Smith is not overwhelmed by the recent thefts but is cautious
and warns students to be sure their property is safe.
“It’s not really how much your bike is worth,” said Smith. “If
you leave your bike unlocked there’s a high chance that, if you
live in a populated area, your bike can get stolen. My biggest
suggestion would be to use a big lock.”
Smith said the larger a lock appears, the less likely someone is
to try and steal a bike due to the hassle it would create
Enrico Cortez, a university police officer, said the
perpetrators of bike thefts on campus are less likely to be
students and more likely to come from off campus.
“The highest influx of thefts in the month of October was
generally at the University Village,” said Cortez. “The location of
the University Village being on the outskirts of the campus, close
to Valley Boulevard close to Temple, with open gates easy to walk
out with a bicycle, makes it somewhat susceptible [to theft].”
Cortez, in contrast to the experience Smith has had on campus,
noted one of the incidents of theft at the Village.
“I did the investigation on one of the bike thefts and what
happened was, the bike, to me was $500 to $600. That’s a lot of
money,” said Cortez. “He damaged the lock using some type of
incendiary device. It was a combination lock, and he somehow burned
through the lock, weakened it and broke it.”
Cortez notes the lock was not high-quality, and had it been
more durable, breaking it would have taken more time.
“Even if that lock was burned or heated in a certain way it
shouldn’t have fallen apart that way, which indicates to me that
the lock was not great,” said Cortez. “It was meant for slowing
them down; obviously not enough.
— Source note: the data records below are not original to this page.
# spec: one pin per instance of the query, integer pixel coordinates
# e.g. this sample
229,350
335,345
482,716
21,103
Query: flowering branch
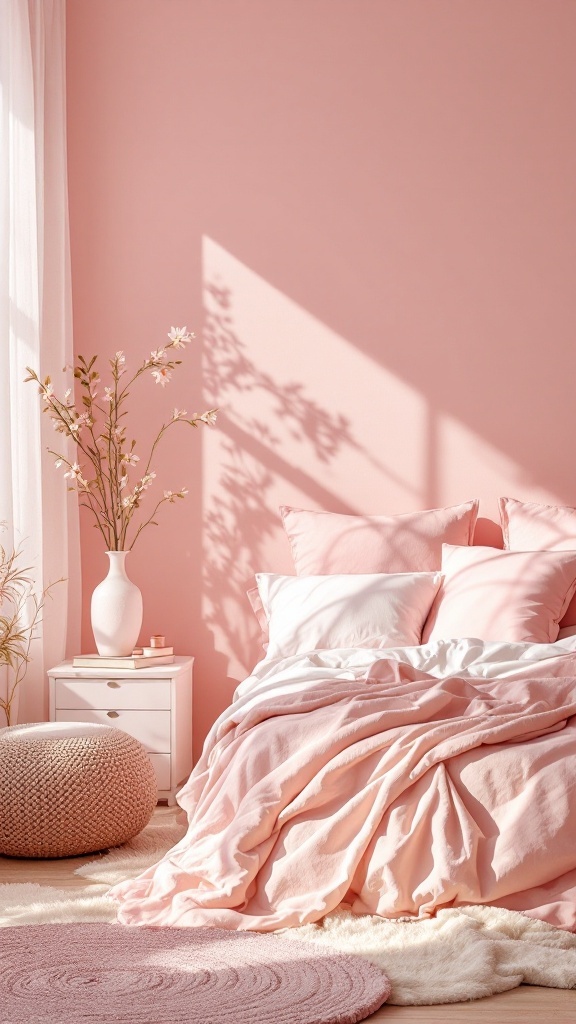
104,486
If you’re going to have a high-end
bike you might want to get a better lock.”
Cortez also advocates the use of the bike registration system,
which helps keep track of who has a stolen bike on campus.
“For registration, what we do is in-house information; we create
our own database,” said Cortez. “If you’re a student, staff,
faculty or even close to the university in some way we can put it
in our system that this is your bike, this is your model, this is
the type and this is the serial number.”
Cortez said the registration of bikes is necessary in their
retrieval after theft.
“In the past we’ve had a hard time tracking bikes that are
stolen, because nobody takes their serial number off their
bicycle,” said Cortez. “Without the serial number, we can’t put it
into the stolen property system with California law enforcement
electronic telecommunications system.”
For those students who don’t have a bike lock, or seem to have
simply forgotten their’s, Smith recommends taking their bike into
“Teachers are pretty lenient, except for labs where it’s too
crowded, so in big lecture halls I just bring it in,” said Smith.
“I can’t get my bike stolen; I don’t have the money to replace it.
My eyes are a better U-bar lock than money can buy.”